By RICK HAYES email@example.com
---- — MT. VERNON — A special committee will be named by County Chairman Robert White to collect information from M360 and then sell the public on a possible sales tax increase to pay for courthouse renovations.
White asked for input from County Board members Monday night on what their constituents had to say about the two public meetings held recently at the community building in Mt. Vernon. The consensus of the Board is the public is against using Public Safety Tax funds or to raise property taxes for the renovations, although most of the public were not opposed to an increase in sales tax. It was reported about 60 percent of those paying for the tax would live outside the county.

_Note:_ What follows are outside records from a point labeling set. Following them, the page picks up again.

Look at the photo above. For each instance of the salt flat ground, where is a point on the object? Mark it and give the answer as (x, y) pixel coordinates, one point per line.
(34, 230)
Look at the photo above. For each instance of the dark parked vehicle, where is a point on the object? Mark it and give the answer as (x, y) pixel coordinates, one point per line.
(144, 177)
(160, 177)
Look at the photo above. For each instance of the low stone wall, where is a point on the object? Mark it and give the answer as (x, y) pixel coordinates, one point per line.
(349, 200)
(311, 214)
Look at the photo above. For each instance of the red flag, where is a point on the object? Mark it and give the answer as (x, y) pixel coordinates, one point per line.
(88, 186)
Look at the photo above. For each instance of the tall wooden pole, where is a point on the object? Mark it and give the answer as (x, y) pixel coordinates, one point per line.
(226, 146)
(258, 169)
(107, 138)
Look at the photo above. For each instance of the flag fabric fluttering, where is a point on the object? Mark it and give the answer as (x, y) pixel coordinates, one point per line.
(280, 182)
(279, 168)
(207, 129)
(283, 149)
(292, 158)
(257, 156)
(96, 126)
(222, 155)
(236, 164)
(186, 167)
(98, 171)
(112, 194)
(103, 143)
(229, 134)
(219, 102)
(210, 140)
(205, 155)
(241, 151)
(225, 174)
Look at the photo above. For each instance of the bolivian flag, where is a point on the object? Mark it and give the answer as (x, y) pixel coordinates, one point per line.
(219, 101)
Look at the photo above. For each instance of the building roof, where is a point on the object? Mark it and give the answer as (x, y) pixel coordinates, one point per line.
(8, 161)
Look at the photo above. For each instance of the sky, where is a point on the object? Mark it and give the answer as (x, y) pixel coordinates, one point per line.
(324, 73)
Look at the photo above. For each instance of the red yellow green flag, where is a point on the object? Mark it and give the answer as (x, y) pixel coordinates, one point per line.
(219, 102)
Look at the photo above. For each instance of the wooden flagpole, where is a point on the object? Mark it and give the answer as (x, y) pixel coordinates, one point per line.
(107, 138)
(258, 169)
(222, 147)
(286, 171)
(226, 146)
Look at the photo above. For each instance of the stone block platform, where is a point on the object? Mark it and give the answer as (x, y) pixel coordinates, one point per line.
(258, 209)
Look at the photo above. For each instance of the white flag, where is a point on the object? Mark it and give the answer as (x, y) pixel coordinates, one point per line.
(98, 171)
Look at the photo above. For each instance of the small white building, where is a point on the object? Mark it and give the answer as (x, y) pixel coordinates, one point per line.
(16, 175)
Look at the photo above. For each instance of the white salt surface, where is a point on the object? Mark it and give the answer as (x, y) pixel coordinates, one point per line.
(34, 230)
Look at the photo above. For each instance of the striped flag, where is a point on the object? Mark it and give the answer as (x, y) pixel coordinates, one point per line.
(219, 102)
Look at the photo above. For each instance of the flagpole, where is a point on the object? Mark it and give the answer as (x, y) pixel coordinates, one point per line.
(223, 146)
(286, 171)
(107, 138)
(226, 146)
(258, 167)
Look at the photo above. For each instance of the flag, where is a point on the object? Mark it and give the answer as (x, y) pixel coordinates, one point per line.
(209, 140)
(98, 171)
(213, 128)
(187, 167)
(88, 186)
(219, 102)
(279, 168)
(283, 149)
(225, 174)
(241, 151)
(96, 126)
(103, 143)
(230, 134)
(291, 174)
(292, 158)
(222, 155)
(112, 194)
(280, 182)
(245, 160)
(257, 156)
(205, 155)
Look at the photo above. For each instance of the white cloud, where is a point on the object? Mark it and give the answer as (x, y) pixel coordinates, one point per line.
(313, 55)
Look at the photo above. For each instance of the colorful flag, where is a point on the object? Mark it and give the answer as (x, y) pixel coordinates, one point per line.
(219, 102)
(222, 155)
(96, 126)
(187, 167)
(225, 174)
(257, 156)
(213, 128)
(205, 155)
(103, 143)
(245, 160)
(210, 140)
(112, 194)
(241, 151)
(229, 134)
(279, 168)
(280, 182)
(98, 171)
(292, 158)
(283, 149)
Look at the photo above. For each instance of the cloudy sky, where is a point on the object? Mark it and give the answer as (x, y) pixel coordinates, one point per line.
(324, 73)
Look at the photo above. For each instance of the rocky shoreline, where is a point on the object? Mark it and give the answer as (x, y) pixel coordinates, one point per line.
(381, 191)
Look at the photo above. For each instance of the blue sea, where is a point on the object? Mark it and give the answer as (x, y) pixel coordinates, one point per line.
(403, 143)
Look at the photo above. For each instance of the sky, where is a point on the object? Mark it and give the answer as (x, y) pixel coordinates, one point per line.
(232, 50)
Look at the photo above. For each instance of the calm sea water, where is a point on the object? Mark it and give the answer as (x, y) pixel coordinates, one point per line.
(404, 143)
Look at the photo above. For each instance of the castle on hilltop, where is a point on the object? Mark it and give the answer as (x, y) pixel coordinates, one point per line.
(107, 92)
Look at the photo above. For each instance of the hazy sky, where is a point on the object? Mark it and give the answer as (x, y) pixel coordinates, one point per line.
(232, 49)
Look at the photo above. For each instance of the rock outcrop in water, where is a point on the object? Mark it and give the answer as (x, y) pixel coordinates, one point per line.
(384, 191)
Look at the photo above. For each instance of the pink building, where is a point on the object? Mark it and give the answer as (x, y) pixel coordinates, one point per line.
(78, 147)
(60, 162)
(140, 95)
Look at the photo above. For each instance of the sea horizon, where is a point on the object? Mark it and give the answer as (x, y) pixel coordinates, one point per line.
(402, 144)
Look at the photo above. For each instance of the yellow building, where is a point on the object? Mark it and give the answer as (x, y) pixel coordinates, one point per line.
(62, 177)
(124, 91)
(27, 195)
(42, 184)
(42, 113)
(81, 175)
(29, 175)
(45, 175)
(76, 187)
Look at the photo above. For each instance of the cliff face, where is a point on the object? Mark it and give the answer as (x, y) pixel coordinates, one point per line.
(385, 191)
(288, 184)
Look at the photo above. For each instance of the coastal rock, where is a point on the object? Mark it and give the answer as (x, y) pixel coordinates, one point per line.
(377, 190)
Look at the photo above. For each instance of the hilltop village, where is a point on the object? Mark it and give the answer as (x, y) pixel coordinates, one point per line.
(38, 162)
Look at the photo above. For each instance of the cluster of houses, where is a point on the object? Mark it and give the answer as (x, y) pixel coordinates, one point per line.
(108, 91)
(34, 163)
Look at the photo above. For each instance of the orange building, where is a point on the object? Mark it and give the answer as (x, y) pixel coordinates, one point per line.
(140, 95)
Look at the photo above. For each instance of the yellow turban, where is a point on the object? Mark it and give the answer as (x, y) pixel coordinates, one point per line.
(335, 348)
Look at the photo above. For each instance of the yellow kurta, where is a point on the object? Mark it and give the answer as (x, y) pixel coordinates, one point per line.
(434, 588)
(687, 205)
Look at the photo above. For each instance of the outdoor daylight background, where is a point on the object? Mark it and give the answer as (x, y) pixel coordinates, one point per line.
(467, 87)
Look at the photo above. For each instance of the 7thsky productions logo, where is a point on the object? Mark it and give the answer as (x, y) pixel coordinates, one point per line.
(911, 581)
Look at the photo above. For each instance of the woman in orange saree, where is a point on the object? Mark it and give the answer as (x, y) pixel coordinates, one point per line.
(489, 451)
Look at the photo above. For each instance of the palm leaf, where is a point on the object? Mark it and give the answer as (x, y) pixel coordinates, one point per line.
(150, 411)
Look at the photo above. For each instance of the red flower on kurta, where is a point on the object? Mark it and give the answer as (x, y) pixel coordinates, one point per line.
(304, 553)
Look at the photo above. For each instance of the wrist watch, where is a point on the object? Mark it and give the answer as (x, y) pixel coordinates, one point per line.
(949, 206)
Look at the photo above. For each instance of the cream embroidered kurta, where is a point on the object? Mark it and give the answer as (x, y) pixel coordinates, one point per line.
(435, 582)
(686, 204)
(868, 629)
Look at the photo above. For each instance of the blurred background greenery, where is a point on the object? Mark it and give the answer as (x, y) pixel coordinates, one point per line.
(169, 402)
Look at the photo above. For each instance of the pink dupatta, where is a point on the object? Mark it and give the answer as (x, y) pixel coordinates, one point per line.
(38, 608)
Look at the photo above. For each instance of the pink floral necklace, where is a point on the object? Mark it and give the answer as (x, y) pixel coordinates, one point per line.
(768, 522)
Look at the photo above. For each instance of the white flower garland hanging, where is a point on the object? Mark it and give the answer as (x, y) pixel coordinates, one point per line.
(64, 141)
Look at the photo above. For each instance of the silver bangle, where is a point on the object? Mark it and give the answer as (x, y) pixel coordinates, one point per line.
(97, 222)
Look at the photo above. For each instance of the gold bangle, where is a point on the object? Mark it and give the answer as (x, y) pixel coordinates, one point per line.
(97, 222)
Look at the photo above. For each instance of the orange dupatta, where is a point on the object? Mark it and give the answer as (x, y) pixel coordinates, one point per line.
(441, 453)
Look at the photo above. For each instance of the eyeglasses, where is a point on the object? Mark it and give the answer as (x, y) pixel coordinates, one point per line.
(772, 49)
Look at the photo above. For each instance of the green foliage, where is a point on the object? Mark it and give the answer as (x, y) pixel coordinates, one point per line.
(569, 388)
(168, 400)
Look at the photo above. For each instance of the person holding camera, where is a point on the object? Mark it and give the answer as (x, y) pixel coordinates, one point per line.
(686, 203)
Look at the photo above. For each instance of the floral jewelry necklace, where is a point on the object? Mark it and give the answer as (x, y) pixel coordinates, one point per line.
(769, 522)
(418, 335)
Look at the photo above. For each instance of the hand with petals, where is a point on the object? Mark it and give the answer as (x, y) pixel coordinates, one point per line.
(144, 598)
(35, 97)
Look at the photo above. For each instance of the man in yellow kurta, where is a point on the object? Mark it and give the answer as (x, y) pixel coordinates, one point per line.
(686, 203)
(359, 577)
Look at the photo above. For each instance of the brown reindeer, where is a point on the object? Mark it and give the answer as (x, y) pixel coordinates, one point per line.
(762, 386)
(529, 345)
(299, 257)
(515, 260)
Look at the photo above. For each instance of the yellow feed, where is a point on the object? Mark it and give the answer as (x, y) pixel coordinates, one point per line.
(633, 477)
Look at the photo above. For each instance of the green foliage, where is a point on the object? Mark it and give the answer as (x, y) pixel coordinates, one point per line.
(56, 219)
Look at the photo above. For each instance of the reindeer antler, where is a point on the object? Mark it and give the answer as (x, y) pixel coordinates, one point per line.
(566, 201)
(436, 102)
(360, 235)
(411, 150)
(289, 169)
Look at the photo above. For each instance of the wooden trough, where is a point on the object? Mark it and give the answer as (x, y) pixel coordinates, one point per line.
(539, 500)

The special committee — which was changed from a Task Force after consultation from State's Attorney Doug Hoffman — is expected to be named at next month's County Board meeting.
The special committee will conduct town hall meetings to get input from the public on how the county should proceed with the courthouse renovations, White said, and then the county will decide on how to proceed. A one-quarter cent up to a one-half cent sales tax increase are possibilities. The county currently has a one-quarter cent sales tax in force.
The dress code recently enacted at the courthouse also drew a lot of discussion.
Former board member Dexter Edmison asked what ordinance or state law has been enacted that forces a dress code on the public . "How is it mandated by a house of the people?" he asked.
White said there is a state statute stating the sheriff is the custodian of the courthouse, but Edmison responded state law provides that the "real authority" rests with the County Board. "I think the County Board should go on record not supporting this," Edmison said.
White said County Board members have had no discussions with the sheriff or anyone else regarding the dress code, although he noted he is not in agreement a dress code should be enforced in offices of elected officials.
"This is for minority groups that doesn't respect anything," Sheriff Roger Mulch said. "The whole intention is bring respect to the courthouse." He also likened the dress code to the metal detectors at the courthouse entrance. "It takes a metal detector to catch someone with a weapon. If someone is dressed inappropriately, we can catch it at the entrance."
It was decided a one-on-one meeting with the sheriff and County Board members would be in order to reconsider or make changes to the dress code. No Board members were opposed to a dress code inside court rooms, and the judges have the authority under law to mandate how people show up for court.
White suggested to the sheriff the code be "a little more lax" until future discussions are held.